First, the outer binary and the inner orbit should prefer the values of ~40 degrees and ~140 degrees; this is a clear hallmark of Kozai cycles at work. Some of the first citations to this paper were optical interferometry observations that confirmed this expectation for two systems. A satisfactory observational study and analysis testing this prediction may require new telescopes (and therefore require many many years).

Second, planetary systems are usually assumed to form in a disk, which itself determines the spin direction of the star. Therefore alignment between the planetary orbits and the host star's spin is expected, and it is observed in the solar system.
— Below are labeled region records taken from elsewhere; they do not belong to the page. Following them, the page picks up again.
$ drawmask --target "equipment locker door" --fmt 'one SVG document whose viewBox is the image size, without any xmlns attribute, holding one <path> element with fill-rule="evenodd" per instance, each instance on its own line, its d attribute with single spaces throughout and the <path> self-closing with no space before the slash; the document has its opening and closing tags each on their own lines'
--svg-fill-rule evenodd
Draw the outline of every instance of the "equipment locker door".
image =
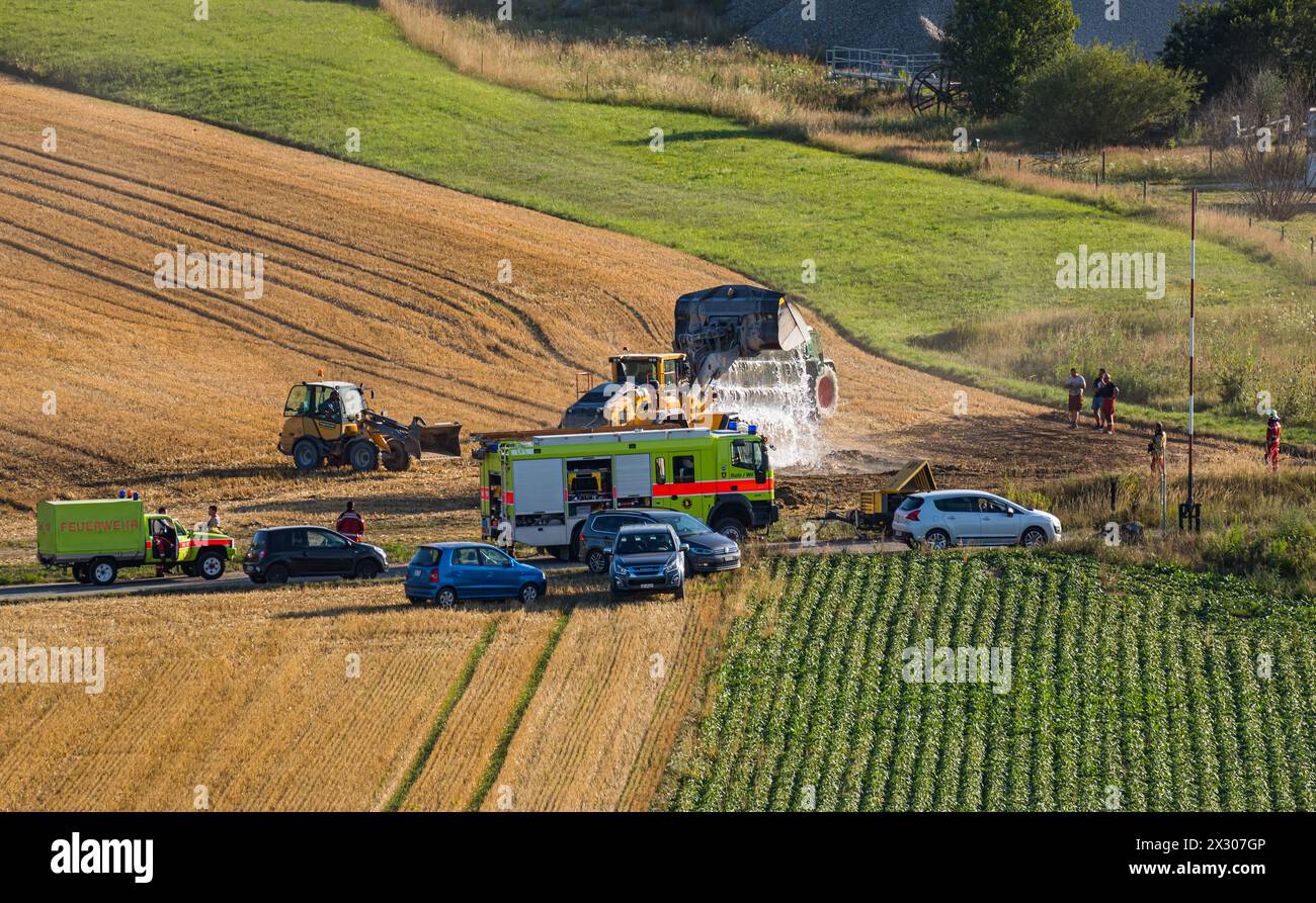
<svg viewBox="0 0 1316 903">
<path fill-rule="evenodd" d="M 512 506 L 517 515 L 562 514 L 562 459 L 512 463 Z"/>
<path fill-rule="evenodd" d="M 617 455 L 612 459 L 612 485 L 617 499 L 649 499 L 653 496 L 649 464 L 647 453 Z"/>
</svg>

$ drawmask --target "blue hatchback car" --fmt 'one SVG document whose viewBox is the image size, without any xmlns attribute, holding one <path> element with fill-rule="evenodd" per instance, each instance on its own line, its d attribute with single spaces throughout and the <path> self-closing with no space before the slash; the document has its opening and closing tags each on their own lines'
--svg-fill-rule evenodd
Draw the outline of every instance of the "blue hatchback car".
<svg viewBox="0 0 1316 903">
<path fill-rule="evenodd" d="M 549 591 L 544 572 L 486 543 L 429 543 L 407 565 L 407 599 L 451 609 L 463 599 L 520 599 Z"/>
</svg>

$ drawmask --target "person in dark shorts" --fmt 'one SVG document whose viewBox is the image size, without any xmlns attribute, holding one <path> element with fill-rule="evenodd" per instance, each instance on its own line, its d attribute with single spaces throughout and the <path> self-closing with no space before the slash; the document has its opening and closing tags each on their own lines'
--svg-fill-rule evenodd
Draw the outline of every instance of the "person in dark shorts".
<svg viewBox="0 0 1316 903">
<path fill-rule="evenodd" d="M 1069 389 L 1070 394 L 1070 428 L 1078 428 L 1078 413 L 1083 410 L 1083 389 L 1087 388 L 1087 380 L 1079 376 L 1078 368 L 1070 368 L 1070 377 L 1065 380 L 1065 388 Z"/>
</svg>

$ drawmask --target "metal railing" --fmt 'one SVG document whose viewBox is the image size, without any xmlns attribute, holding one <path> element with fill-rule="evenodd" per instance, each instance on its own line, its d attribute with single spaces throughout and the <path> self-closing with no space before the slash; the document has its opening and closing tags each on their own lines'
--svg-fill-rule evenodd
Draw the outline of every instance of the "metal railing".
<svg viewBox="0 0 1316 903">
<path fill-rule="evenodd" d="M 909 84 L 915 74 L 941 62 L 941 54 L 904 54 L 895 47 L 829 47 L 826 76 L 883 84 Z"/>
</svg>

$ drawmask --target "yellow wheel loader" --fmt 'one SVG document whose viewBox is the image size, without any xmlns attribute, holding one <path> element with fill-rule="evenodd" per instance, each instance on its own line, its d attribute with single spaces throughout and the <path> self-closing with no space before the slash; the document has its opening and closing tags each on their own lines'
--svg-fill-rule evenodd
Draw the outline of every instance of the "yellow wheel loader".
<svg viewBox="0 0 1316 903">
<path fill-rule="evenodd" d="M 374 394 L 374 393 L 371 393 Z M 351 465 L 374 471 L 405 471 L 422 452 L 461 456 L 461 423 L 436 423 L 413 417 L 401 423 L 366 407 L 354 382 L 299 382 L 283 406 L 279 451 L 292 456 L 299 471 L 321 465 Z"/>
</svg>

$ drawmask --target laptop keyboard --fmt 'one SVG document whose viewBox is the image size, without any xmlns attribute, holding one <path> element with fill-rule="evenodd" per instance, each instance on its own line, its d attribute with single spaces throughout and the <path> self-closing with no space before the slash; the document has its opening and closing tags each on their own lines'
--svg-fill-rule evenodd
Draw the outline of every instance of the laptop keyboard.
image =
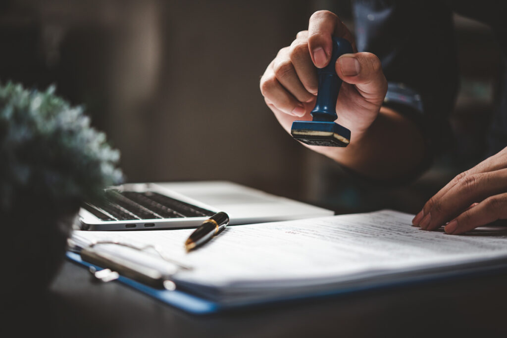
<svg viewBox="0 0 507 338">
<path fill-rule="evenodd" d="M 213 212 L 156 192 L 108 190 L 99 203 L 83 208 L 102 221 L 135 221 L 162 218 L 209 217 Z"/>
</svg>

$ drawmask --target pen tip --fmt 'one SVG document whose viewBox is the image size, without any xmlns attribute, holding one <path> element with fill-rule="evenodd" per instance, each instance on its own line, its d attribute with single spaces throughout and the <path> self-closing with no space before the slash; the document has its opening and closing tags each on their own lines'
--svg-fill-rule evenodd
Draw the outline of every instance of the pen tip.
<svg viewBox="0 0 507 338">
<path fill-rule="evenodd" d="M 195 243 L 190 240 L 190 238 L 187 240 L 185 242 L 185 249 L 187 250 L 187 252 L 190 251 L 192 249 L 195 247 Z"/>
</svg>

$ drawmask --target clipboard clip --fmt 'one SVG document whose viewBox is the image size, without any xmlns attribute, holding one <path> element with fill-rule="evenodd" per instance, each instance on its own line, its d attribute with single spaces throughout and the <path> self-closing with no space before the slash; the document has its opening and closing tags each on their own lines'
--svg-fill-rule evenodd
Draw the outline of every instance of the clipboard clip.
<svg viewBox="0 0 507 338">
<path fill-rule="evenodd" d="M 120 247 L 123 251 L 118 250 Z M 163 262 L 154 257 L 152 252 Z M 89 269 L 95 280 L 103 282 L 124 276 L 152 287 L 174 290 L 176 284 L 171 279 L 172 275 L 192 269 L 166 257 L 152 245 L 139 247 L 116 241 L 97 241 L 82 248 L 80 253 L 83 261 L 103 268 L 99 270 L 92 266 Z"/>
</svg>

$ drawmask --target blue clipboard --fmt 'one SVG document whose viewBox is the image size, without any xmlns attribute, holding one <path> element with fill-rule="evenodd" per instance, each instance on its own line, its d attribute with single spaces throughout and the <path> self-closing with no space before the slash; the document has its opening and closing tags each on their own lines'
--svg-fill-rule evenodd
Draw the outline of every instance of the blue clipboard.
<svg viewBox="0 0 507 338">
<path fill-rule="evenodd" d="M 100 267 L 85 262 L 81 259 L 81 256 L 78 254 L 67 251 L 66 256 L 71 261 L 87 267 L 94 267 L 97 270 L 102 269 Z M 232 304 L 221 304 L 177 289 L 170 290 L 154 288 L 123 276 L 120 276 L 117 280 L 160 302 L 186 312 L 196 315 L 206 315 L 240 308 L 258 307 L 304 300 L 329 298 L 330 297 L 349 294 L 353 292 L 369 290 L 388 289 L 417 285 L 430 281 L 438 281 L 453 280 L 465 277 L 497 274 L 501 272 L 507 272 L 507 262 L 505 262 L 504 259 L 496 262 L 491 263 L 492 264 L 485 266 L 464 267 L 443 272 L 440 271 L 436 274 L 410 276 L 395 280 L 380 282 L 367 285 L 348 286 L 346 287 L 341 287 L 339 288 L 331 290 L 311 292 L 283 297 L 274 297 L 259 301 L 235 303 Z"/>
</svg>

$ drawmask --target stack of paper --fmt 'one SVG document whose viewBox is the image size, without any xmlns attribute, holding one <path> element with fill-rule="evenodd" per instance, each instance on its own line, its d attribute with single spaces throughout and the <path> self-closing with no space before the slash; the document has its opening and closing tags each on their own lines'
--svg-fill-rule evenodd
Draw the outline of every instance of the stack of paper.
<svg viewBox="0 0 507 338">
<path fill-rule="evenodd" d="M 183 244 L 192 229 L 76 231 L 84 245 L 114 240 L 153 244 L 192 267 L 178 287 L 224 304 L 346 290 L 507 264 L 507 229 L 447 235 L 411 226 L 391 210 L 229 227 L 200 248 Z M 161 264 L 156 255 L 150 259 Z M 147 264 L 152 264 L 147 262 Z"/>
</svg>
However, Kozai cycles from the binary companion can torque the planetary orbit through many many cycles before it settles as a hot Jupiter. Therefore spin-orbit mis-alignment may be induced. Surprisingly, even retrograde (inclination > 90 degrees) misalignment angles would be rather common in this process, which might be guessed from the movie above. Once the planet-star torques dominate the planet-companion torques, the inclination is sealed in. The planet cannot torque up (synchronize or parallelize) its host star spin, via tidal friction in the star. If it could, the planet would be shortly consumed. This prediction is interesting because the Rossiter-McLaughlin effect, a spectroscopic distortion observable during planetary transits, can probe the statistics of (mis)alignment, and it is a promising way for deciding how exo-Jupiters migrate to orbits of just a few days.